RAÇA: O número de inscritos no Enem tem caído durante os últimos anos. A que você acha que se deve essa queda?

Existe uma ausência de projeto de educação no atual governo. Um país com tantos desafios educacionais e desigualdades, ter como prioridade homeschooling, colocar em proposta a cobrança de mensalidade em universidade pública, ter apenas manobras eleitoreiras que retiram recursos da educação, leva a uma educação sem perspectiva. Nos últimos anos, o Enem foi realizado em meio à insegurança com a pandemia, sem levar em conta a necessidade e vontade dos estudantes, e as desigualdades que surgiram na crise sanitária também. Além disso, existe a instabilidade sobre o desenvolvimento, cenário de desemprego, isso afasta os estudantes da graduação. No ano passado, o governo dificultou a isenção para aqueles estudantes que faltaram na edição de 2020, realizada em meio à segunda onda de Covid-19, que foi avassaladora. Na ocasião, ingressamos com uma ação no STF para reabertura de inscrições com possibilidade de isenção, mas não houve propaganda por parte do MEC para isso. E com isso muitos estudantes ficaram de fora.
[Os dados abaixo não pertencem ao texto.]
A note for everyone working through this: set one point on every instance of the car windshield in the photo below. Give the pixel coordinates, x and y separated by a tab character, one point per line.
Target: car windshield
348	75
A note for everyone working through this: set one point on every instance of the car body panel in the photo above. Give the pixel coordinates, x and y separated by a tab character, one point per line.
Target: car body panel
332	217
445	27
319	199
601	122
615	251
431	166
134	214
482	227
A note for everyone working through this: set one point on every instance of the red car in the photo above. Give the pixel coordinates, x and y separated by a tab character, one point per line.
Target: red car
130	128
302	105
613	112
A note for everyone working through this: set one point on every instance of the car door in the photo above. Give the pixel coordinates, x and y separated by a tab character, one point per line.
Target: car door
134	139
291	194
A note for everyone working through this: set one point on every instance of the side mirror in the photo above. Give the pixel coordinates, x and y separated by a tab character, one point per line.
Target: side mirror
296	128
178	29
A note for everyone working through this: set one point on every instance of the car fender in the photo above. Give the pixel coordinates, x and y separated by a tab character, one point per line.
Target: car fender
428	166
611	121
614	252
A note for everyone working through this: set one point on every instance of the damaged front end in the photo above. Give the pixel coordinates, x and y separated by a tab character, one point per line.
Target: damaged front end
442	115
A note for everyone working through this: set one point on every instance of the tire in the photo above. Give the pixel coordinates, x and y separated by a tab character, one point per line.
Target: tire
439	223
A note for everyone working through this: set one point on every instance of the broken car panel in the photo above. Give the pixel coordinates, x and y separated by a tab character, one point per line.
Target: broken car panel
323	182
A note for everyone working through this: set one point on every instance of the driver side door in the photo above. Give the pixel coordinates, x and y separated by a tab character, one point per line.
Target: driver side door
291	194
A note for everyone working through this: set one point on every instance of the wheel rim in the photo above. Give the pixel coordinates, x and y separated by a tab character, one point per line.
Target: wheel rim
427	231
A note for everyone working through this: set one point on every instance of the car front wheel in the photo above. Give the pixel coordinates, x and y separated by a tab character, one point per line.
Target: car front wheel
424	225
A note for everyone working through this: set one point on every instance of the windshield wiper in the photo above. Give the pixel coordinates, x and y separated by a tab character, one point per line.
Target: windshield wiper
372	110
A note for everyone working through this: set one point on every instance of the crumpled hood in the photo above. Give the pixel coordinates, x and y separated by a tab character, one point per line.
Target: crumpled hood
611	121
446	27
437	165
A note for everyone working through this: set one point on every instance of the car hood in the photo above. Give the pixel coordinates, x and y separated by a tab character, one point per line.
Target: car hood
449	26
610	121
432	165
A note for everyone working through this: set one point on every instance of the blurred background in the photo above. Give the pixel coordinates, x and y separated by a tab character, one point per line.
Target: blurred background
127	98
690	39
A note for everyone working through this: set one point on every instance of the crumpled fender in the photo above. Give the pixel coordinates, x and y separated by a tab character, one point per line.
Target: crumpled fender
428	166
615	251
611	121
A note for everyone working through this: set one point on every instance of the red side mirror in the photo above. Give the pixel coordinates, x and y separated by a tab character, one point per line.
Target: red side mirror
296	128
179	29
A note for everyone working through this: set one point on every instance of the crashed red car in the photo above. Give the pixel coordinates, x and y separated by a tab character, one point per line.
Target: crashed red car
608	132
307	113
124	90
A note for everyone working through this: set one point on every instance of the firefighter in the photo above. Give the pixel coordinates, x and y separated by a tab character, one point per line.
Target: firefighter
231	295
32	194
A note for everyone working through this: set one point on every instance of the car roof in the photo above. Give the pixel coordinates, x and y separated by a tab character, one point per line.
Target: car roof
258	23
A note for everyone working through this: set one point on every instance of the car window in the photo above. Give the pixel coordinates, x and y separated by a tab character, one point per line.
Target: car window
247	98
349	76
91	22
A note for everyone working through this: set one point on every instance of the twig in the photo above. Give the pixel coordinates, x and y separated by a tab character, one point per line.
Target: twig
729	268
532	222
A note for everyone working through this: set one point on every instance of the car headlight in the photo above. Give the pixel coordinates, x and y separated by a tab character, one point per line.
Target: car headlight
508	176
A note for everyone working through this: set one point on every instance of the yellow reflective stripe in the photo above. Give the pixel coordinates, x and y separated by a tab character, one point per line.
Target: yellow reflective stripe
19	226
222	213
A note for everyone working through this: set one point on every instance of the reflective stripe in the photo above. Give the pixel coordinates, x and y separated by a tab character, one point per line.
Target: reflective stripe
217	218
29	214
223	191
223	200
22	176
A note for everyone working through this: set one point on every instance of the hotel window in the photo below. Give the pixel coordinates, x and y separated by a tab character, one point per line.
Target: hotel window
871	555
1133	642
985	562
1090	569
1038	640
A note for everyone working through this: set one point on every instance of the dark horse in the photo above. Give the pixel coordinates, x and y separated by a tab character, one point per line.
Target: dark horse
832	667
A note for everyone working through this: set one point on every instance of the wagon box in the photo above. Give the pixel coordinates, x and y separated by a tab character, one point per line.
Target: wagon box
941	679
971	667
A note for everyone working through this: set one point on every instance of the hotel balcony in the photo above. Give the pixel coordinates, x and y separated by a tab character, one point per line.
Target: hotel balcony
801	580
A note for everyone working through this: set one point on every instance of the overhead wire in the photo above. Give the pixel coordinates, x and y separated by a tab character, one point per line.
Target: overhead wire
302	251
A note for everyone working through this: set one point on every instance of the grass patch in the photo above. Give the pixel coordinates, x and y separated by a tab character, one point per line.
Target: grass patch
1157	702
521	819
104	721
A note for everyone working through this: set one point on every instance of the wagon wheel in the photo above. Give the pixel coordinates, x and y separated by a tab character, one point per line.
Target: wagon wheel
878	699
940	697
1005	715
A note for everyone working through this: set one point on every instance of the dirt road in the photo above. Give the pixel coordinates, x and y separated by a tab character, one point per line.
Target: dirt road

RAÇA: Sabemos que a cota na universidade mudou a cara do ensino público nas universidades do Brasil. O que mais pode ser realizado para que mais negros e negras ingressem na universidade?

Precisamos ampliar a assistência estudantil para os estudantes que ingressam por meio de ações afirmativas, também ampliar as cotas para os Programas de Pós-Graduação e também em concursos públicos, em empresas. Que esse ciclo para redução de desigualdades não pare nas matrículas da universidade, deve haver conclusão do ensino e perspectivas de continuidade. Queremos entrar e, como diz a música do Emicida, “ir atrás desse diploma, com a fúria da beleza do sol”.